Hadopi 2 validé par le Conseil constitutionnel
Téléchargement et lois Internet
Vendredi 23 Octobre 2009Le Conseil constitutionnel a rendu public hier, jeudi 22 octobre 2009, la décision prise dans le cadre du projet de loi Hadopi 2 ; le Conseil avait été saisi par les députés de l’opposition espérant mettre un frein à la volonté gouvernementale de ne pas considérer Internet comme un droit fondamental et d’en supprimer l’accès en cas de piratage.
Les espoirs de l’opposition seront largement déçus : le Conseil constitutionnel a validé la loi Hadopi 2 ; seule censure élevée par le conseil des sages : l’éventuelle demande de dommages et intérêts. Reprenons les points soulevés par l’opposition lors de la saisine du Conseil constitutionnel :
- Le manque de définition précise des pouvoirs attribués à la Haute Autorité pour la Diffusion des Œuvres et la Protection des droits sur Internet (la fameuse Hadopi) : le Conseil constitutionnel a décrété que la loi ne nécessitait aucune précision supplémentaires ; Hadopi jugera en fonction des cas présentés du besoin de mener une enquête plus approfondie, si les preuves amenées sont jugées insuffisantes pour établir la culpabilité d’un internaute.

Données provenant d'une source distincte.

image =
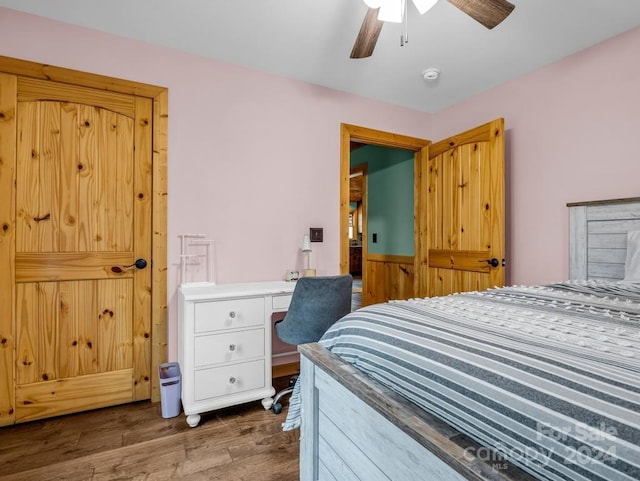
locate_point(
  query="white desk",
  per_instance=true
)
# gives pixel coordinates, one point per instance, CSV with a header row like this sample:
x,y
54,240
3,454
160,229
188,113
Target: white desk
x,y
224,343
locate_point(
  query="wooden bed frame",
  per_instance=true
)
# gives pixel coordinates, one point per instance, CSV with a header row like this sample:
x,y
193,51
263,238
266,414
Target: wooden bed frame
x,y
355,429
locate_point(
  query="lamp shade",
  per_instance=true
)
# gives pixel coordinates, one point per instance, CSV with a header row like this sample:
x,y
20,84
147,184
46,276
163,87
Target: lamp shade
x,y
306,243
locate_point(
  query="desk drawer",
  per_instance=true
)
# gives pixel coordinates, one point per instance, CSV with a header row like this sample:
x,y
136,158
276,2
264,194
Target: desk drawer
x,y
227,347
229,314
225,380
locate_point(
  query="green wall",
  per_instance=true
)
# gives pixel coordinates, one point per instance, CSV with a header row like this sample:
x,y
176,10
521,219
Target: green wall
x,y
390,198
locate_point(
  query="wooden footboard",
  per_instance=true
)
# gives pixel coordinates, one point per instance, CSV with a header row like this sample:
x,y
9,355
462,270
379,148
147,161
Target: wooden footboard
x,y
355,429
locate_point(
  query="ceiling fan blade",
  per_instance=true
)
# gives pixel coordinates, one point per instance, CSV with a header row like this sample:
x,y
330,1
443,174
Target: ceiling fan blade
x,y
368,35
488,12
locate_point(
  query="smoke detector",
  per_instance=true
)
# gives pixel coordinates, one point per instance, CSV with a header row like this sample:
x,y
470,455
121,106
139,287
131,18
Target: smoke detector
x,y
431,74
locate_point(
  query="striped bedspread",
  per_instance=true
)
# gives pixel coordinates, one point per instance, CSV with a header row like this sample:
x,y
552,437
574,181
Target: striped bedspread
x,y
549,376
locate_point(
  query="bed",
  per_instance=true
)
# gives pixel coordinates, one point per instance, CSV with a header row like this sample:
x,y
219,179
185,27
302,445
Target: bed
x,y
517,383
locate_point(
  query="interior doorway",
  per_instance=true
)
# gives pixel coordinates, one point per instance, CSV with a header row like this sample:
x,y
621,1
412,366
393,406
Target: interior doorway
x,y
390,276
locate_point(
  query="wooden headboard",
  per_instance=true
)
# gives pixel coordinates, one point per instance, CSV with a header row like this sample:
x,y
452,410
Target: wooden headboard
x,y
598,237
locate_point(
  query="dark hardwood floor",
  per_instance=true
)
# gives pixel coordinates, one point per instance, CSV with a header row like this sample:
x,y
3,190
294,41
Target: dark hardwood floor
x,y
133,441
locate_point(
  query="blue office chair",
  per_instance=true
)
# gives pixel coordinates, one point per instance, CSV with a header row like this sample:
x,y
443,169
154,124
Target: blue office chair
x,y
317,303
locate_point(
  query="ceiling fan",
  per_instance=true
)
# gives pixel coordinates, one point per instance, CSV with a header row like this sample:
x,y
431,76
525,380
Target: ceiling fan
x,y
488,12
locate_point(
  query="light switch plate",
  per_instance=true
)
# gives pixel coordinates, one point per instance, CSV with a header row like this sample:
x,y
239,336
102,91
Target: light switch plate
x,y
315,234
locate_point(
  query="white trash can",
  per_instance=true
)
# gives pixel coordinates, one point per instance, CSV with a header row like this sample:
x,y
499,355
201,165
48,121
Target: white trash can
x,y
170,389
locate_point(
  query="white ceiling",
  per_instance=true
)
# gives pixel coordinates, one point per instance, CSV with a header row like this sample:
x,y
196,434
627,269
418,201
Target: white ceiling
x,y
311,40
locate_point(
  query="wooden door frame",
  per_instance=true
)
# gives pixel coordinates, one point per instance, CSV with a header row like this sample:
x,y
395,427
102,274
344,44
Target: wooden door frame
x,y
363,170
159,97
353,133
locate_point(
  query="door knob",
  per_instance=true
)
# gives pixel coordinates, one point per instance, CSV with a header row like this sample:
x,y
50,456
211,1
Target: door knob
x,y
138,264
493,262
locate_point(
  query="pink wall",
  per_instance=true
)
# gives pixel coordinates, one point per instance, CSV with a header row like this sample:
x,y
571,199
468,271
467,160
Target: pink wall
x,y
571,136
253,158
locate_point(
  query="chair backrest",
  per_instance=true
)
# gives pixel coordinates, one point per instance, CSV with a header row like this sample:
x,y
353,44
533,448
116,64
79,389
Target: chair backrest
x,y
317,303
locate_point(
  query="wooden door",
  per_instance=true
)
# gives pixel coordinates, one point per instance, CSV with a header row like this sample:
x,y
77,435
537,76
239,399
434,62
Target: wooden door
x,y
465,222
83,213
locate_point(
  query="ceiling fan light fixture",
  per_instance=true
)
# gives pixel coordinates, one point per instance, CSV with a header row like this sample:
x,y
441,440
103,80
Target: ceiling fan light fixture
x,y
391,11
424,6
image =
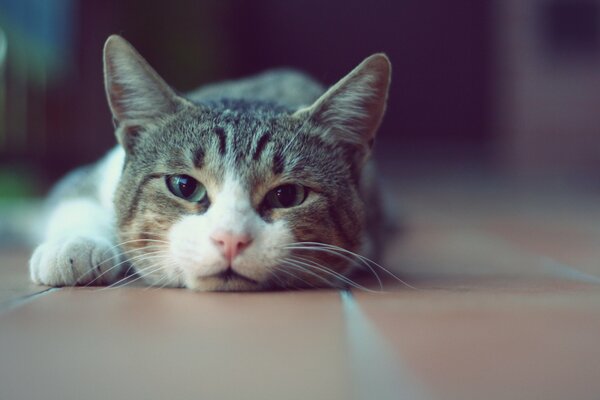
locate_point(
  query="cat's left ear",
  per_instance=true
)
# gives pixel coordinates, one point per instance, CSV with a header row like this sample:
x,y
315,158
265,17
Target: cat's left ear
x,y
351,110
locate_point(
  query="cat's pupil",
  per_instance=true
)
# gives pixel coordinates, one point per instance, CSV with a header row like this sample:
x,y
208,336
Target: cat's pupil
x,y
187,185
286,195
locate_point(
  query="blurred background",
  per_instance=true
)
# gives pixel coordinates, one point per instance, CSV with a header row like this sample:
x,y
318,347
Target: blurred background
x,y
508,88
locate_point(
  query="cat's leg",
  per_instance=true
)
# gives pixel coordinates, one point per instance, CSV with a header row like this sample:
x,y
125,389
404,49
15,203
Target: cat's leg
x,y
79,248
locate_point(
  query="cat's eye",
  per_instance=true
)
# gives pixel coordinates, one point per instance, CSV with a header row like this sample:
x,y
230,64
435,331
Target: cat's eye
x,y
286,196
186,187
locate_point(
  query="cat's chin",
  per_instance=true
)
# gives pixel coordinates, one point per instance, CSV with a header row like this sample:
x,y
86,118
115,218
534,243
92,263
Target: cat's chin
x,y
223,284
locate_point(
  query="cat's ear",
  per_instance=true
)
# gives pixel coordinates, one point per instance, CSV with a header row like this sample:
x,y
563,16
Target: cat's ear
x,y
352,109
136,94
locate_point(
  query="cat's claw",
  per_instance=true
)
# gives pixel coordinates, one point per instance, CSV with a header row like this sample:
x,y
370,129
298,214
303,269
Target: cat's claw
x,y
75,261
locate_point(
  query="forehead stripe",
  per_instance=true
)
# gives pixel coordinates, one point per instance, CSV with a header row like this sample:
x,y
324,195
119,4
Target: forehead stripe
x,y
278,164
220,132
199,158
260,146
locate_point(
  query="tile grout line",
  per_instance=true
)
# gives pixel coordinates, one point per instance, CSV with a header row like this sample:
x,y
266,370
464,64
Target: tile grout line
x,y
14,303
368,348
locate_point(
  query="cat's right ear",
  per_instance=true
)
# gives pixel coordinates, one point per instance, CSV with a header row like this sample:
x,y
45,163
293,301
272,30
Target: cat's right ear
x,y
136,94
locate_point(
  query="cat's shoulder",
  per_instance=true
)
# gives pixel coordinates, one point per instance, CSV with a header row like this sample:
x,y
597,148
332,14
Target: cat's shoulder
x,y
286,87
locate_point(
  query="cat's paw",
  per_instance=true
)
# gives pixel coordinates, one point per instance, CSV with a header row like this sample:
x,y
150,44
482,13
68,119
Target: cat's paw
x,y
75,261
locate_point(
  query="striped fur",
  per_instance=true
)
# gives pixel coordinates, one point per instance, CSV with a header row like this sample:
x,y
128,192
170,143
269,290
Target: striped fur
x,y
241,141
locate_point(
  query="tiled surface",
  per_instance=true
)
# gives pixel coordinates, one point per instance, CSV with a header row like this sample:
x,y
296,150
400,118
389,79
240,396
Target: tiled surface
x,y
505,305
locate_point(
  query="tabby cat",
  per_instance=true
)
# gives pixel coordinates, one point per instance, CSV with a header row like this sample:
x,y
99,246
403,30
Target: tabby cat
x,y
261,183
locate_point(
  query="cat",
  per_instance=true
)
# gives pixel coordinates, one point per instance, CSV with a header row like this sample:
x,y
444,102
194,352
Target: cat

- Hadopi 2, afin de pouvoir appliquer les sanctions nécessaires au respect des droits d’auteur et de pouvoir punir le piratage, a prévu de remettre le juge au centre du système, tout en autorisant les ordonnances pénales : procédures simplifiées utilisées quand la culpabilité de la personne ne fait aucun doute. Les objections élevées par les opposants d’Hadopi 2 portaient notamment sur la notion de culpabilité : Hadopi 2 remet en cause le fait que toute personne est innocente, jusqu’à ce que sa culpabilité soit prouvée. Le Conseil constitutionnel ne s’est absolument pas élevé contre le système d’ordonnance pénale ou contre l’utilisation de l’adresse IP comme preuve de culpabilité ; seul bémol soulevé par les sages : que le juge puisse proposer des dommages et intérêts par ordonnance pénale.
- Concernant la suspension de l’accès Internet : le Conseil constitutionnel a jugé qu’il n’est pas disproportionné de couper l’accès Internet de l’internaute coupable de piratage ; l’internaute jugé coupable se verra donc priver d’Internet, tout en continuant de payer son abonnement.
La loi Hadopi 2 devrait donc entrer en vigueur sous peu étant donné la grande volonté gouvernementale de contrôler le piratage ; la latitude laissée aux agents Hadopi, le flou concernant les sanctions encourues en cas de négligence (mauvaise protection de son réseau Wi-Fi) restent cependant des points noirs faisant redouter d’éventuelles dérives.